Most likely it means the experimenters made a mistake. Most physicists like myself won't believe the result until every possible caveat has been investigated and/or the result is confirmed elsewhere. It's just too big a result to take lightly. And the experiment requires measuring distance and timing at the level of one part in one hundred thousand. It's especially difficult because it's hard to match the emitted and detected neutrinos. Statistical methods are required. It's tough.
But what about the unlikely possibility that the experimental result is correct? What would that mean? Travel at faster than the speed of light certainly can have dramatic implications that are difficult to understand, such as time travel. But the more conservative possibility is that Einstein is not entirely wrong. Returning to one of the themes in my book, it is that the assumptions on which he built his theory were only approximate and break down at some point.
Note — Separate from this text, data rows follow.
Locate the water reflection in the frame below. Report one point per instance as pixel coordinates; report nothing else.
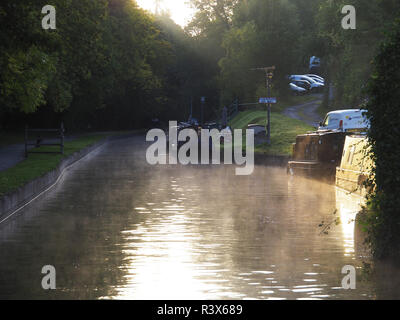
(118, 228)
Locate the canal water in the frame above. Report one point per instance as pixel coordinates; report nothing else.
(115, 227)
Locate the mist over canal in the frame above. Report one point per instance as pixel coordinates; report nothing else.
(116, 227)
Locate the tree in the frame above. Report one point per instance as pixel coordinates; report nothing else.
(384, 136)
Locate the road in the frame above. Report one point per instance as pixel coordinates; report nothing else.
(306, 112)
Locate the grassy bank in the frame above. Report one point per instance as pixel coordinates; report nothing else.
(283, 130)
(39, 164)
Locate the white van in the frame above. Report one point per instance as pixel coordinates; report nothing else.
(353, 120)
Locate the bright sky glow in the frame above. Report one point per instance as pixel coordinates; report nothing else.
(179, 10)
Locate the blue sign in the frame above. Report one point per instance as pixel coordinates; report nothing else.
(268, 100)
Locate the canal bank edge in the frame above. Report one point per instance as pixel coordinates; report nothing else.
(13, 201)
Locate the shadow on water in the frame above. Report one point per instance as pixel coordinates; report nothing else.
(118, 228)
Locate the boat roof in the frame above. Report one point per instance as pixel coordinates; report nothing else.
(347, 111)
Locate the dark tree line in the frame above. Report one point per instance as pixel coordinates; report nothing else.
(108, 65)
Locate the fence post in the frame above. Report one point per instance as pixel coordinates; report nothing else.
(26, 141)
(62, 137)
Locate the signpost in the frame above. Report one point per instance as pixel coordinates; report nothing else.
(269, 72)
(268, 100)
(203, 100)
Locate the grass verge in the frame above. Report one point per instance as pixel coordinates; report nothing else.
(36, 165)
(283, 131)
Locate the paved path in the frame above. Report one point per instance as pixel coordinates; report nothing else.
(306, 112)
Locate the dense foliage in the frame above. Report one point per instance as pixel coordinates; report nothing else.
(109, 64)
(383, 111)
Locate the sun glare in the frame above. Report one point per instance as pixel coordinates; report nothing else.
(179, 10)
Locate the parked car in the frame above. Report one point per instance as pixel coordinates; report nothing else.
(297, 90)
(353, 120)
(302, 84)
(315, 85)
(315, 63)
(316, 78)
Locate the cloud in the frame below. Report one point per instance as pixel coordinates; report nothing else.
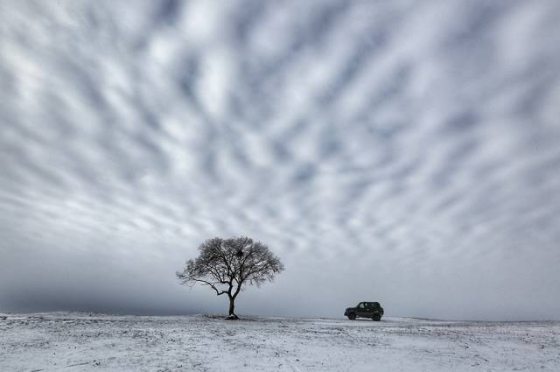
(397, 152)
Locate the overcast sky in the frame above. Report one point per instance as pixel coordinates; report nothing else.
(403, 152)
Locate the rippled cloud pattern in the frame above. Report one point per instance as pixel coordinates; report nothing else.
(403, 152)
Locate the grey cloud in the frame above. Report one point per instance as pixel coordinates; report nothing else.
(397, 151)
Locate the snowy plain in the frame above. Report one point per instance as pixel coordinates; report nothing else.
(93, 342)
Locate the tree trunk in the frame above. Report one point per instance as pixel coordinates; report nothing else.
(231, 313)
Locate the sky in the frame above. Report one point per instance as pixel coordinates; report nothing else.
(403, 152)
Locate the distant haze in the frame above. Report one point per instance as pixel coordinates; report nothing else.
(403, 152)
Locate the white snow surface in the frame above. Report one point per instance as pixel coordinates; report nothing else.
(93, 342)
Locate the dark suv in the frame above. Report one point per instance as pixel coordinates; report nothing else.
(370, 310)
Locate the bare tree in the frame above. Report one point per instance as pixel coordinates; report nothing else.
(227, 265)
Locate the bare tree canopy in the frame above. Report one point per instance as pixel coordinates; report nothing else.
(227, 265)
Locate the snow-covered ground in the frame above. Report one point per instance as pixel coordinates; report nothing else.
(91, 342)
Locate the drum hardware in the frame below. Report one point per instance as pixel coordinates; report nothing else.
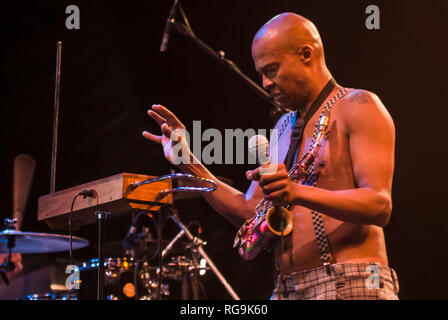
(197, 244)
(50, 296)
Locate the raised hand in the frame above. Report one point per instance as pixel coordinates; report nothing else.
(173, 134)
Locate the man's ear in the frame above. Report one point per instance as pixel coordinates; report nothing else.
(306, 53)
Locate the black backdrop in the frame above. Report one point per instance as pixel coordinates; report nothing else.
(112, 71)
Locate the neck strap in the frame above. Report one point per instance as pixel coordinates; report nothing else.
(300, 124)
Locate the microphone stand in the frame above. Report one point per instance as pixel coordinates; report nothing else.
(186, 30)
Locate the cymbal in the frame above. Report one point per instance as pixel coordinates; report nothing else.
(33, 242)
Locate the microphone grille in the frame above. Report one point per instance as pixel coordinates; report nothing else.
(259, 146)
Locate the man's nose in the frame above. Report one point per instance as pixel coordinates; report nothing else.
(267, 83)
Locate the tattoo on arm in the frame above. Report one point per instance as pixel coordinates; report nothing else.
(360, 97)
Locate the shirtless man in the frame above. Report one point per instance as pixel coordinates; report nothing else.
(354, 167)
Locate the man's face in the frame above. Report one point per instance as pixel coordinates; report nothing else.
(283, 73)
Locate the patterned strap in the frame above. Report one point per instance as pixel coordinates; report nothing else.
(318, 222)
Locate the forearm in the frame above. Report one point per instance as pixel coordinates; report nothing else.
(226, 200)
(360, 206)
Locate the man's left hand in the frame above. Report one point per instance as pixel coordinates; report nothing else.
(275, 183)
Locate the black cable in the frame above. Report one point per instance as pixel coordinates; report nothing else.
(84, 193)
(70, 228)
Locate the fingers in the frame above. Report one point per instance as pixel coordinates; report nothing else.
(156, 117)
(264, 175)
(278, 197)
(152, 137)
(171, 119)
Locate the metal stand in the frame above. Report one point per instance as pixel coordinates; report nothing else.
(186, 30)
(8, 266)
(100, 284)
(198, 243)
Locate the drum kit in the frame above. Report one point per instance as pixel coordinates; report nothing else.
(132, 276)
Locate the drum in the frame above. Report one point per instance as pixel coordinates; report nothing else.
(50, 296)
(120, 280)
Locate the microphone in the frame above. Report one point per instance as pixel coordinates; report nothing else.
(259, 147)
(129, 239)
(166, 32)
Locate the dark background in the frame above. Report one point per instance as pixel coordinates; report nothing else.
(112, 71)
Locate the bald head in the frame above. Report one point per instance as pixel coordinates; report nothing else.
(289, 32)
(288, 54)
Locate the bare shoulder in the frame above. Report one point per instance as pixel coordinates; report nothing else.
(361, 109)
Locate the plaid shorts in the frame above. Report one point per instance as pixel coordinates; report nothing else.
(348, 281)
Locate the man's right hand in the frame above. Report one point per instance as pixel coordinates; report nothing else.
(173, 132)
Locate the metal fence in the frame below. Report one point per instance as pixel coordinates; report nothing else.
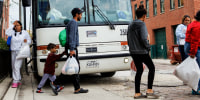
(5, 64)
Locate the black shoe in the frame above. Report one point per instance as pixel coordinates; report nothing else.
(81, 91)
(54, 89)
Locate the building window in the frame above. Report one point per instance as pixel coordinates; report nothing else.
(154, 7)
(147, 7)
(162, 6)
(135, 11)
(180, 3)
(172, 4)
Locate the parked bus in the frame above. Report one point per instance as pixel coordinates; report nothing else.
(102, 34)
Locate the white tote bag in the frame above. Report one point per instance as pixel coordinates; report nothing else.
(188, 71)
(70, 67)
(24, 51)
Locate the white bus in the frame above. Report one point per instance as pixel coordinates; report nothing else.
(102, 34)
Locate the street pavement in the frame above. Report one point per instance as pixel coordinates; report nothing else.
(119, 87)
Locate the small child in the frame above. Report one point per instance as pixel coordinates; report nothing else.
(50, 69)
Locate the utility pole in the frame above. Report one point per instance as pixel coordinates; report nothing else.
(20, 10)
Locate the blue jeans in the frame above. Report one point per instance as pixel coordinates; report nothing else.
(187, 51)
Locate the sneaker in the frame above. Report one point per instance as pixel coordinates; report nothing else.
(39, 91)
(152, 96)
(19, 83)
(59, 88)
(53, 89)
(81, 91)
(14, 85)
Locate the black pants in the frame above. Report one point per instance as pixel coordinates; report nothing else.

One example is the symmetry on which the theory is based, which says that the laws of physics are equivalent not only in any direction of space but also for any fixed velocity -- that is physics done with constant speed works the same as physics when everything is at rest. But although so far no one has observed any evidence for it, in principle that symmetry can be violated. And when that happens particles might possibly travel at speeds greater than that of light. Physicists have hypothesized several sources of such symmetry-violation but one of the most interesting might occur if there is an extra dimension of space -- that is one dimension beyond the three (up-down, left-right, forward-backward) that we experience in our daily lives.
I talk a lot about why we might have such an extra dimension and why we wouldn't see it directly even if it exists in my older book Warped Passages and my newer one Knocking on Heaven's Door, which covers both the physics itself and the scientific underpinnings of the way scientists think. The reason the model Raman and I developed is relevant to the neutrino measurement is that it's a lot simpler to violate symmetries in a way that is compatible with all other measurement if there's an extra dimension. In fact physicists have constructed just such a model of spacetime that obeys all the known physical laws. So if faster than light travel happens, it could be very exciting for Raman and me.
Even so, exciting as it sounds, we're not too optimistic our theory will be discovered this way. This neutrino result has just too many ways to go wrong and even requires special assumptions to be compatible with other preexisting measurements about neutrinos.
Fortunately there are other ways to test our hypothesis. That's what the LHC will do and it's one of many things I hope I convey in my new book Knocking on Heaven's Door. Understanding physics and especially the true nature of science can enrich all of our lives and encourage better understanding of issues in today's world as well.